想证明自己是否还年轻,方法很简单:如果有人称赞你很年轻,而此话对你很受用,那么你不年轻了。
一个人对你说了一句假话,哪怕只是一句无关紧要的假话,就很有可能跟你说一生的假话。特别当这个人是男人。
情人就如同出租车,在你最需要的时候,往往不会在你身边。所以如果没有能力买个车,不如坐公交吧,至少风雨中它总会按时为你守候。
人分三六九等,车更是阶层的象征。但有两个时候,所有的车皆如共产主义社会一样平等。一是堵车的时候,二是修车的时候。一次眼睁睁看着老板的一辆奔驰600被架上了举升架,远远的望去,它已没了平日里的傲慢与霸气,只是孤独地趴在那高处,如刀俎上的鱼肉,满眼的无助。
某日与友闲聊,被呼为“美女”。哪怕明知友在恭维,仍是受用的。然国人向来讲求谦虚,因此心情甚佳之余,仍免不得说一句:“哪里,哪里。老了,老了”。友说:“美女就美女,不用谦虚”。听后大笑,于是与友打趣道:“也是。奔驰就是奔驰,哪怕报废了,也还是辆奔驰”。友识趣地继续恭维,“就是。更何况咱还没报废呢。”
不知是因为女人生来就是听觉动物,所以男人才进化得善于脱口而出甜言,还是男人生来就是心口不一,所以女人才退化得会将男人随意的一句妄语当成终生的承诺。一次一友嘴中又流出了蜜语,我戏说其为“男人十大谎言”(诸如,你是我的最爱;我会一生一世只爱你一个;我会娶你的;我会对你负责任的……),友说这说明你已是看破红尘了,我说不,呵呵,我明知这是谎言,却仍然愿意去相信。

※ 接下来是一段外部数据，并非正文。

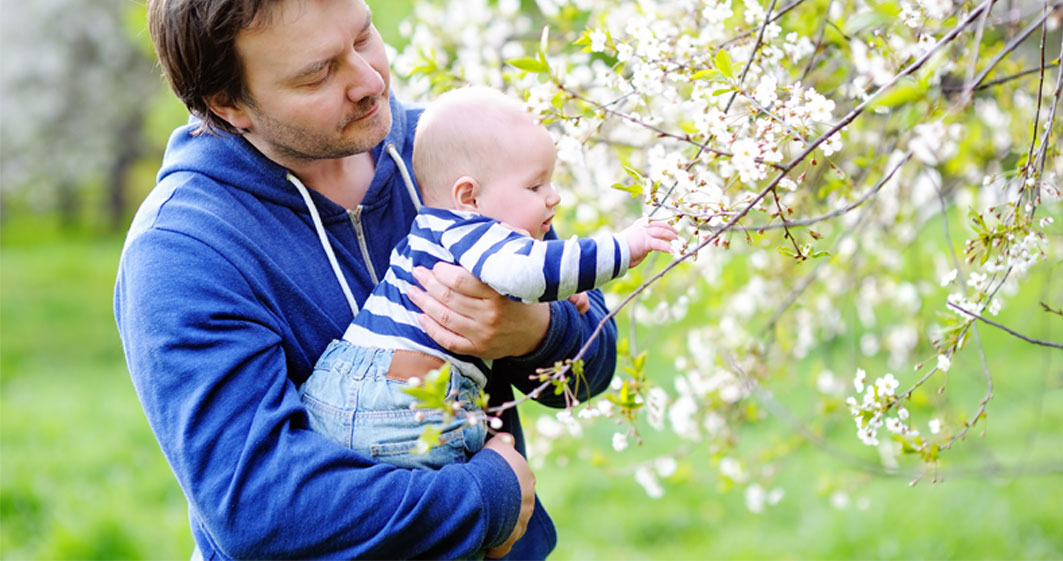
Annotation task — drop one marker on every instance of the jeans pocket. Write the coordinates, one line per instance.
(404, 452)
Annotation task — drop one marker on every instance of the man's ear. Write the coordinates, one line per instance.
(232, 112)
(463, 193)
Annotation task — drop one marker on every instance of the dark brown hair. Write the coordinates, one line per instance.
(196, 44)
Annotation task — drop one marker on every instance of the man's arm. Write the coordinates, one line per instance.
(455, 304)
(208, 362)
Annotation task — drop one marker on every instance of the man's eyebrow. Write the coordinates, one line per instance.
(319, 65)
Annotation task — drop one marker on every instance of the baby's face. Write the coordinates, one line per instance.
(520, 193)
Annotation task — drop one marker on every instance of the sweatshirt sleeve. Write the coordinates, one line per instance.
(209, 368)
(535, 270)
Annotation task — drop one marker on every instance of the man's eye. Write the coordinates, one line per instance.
(314, 82)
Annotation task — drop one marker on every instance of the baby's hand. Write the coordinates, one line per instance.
(581, 302)
(644, 237)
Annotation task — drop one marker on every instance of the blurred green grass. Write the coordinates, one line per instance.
(81, 476)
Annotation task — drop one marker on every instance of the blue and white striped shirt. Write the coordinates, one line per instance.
(515, 265)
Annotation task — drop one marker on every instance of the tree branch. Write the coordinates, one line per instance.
(1005, 328)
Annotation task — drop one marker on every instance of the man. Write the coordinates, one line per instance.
(235, 276)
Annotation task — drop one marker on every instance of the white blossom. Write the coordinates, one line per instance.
(858, 380)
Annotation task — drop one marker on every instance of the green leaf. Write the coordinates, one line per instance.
(708, 73)
(528, 64)
(863, 20)
(636, 190)
(905, 91)
(724, 64)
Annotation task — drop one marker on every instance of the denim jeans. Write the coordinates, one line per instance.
(350, 400)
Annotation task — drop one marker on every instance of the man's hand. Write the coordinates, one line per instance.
(644, 237)
(581, 301)
(503, 444)
(467, 317)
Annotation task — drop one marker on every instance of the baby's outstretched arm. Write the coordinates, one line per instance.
(644, 236)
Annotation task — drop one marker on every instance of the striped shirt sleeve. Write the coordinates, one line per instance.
(535, 270)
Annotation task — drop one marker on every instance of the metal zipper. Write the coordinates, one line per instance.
(355, 216)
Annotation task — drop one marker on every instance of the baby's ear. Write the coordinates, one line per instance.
(463, 193)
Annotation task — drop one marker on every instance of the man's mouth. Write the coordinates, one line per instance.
(372, 107)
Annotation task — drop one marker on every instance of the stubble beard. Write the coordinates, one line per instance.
(301, 145)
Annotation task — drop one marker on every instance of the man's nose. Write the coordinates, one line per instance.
(364, 81)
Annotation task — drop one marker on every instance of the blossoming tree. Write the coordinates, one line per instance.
(805, 148)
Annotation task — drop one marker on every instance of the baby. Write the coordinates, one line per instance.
(484, 167)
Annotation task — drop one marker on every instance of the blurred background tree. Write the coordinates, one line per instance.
(77, 89)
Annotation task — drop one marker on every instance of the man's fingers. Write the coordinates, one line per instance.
(444, 337)
(459, 281)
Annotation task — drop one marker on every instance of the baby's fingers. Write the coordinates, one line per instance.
(662, 231)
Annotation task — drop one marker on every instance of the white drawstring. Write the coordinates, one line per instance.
(405, 176)
(321, 228)
(324, 241)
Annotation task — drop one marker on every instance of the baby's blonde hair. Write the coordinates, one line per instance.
(459, 134)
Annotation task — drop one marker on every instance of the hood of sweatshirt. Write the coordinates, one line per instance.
(232, 160)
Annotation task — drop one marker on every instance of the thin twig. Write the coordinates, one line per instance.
(1006, 328)
(1013, 44)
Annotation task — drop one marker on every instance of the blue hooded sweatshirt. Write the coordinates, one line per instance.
(224, 299)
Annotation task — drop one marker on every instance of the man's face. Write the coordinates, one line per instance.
(318, 77)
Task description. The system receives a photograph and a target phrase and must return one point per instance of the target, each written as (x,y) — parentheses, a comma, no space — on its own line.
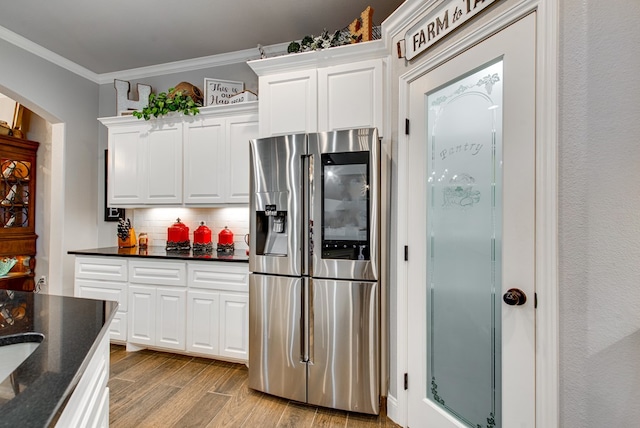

女人的共性,就是时常会采用语言的形式来确认该男人对其的态度,最为常见的一句即是:你爱我吗?然后始终期待着男人肯定的答复。要知道,男人对你说“我爱你”,这并不意味着他真的爱你。但如果这个男人不对你说“我爱你”,那他肯定不爱你。
爱她,让她去打车吧。恨她,让她去打车吧。
我一女友的弟弟,离异,从事艺术,颇有些才气。一天偶然见他在QQ上的签名,甚为感慨:“我明白爱情,可‘永远’是什么?”
生活不会因你的麻木而变得无趣,却会因你的善感而愈发充满生趣。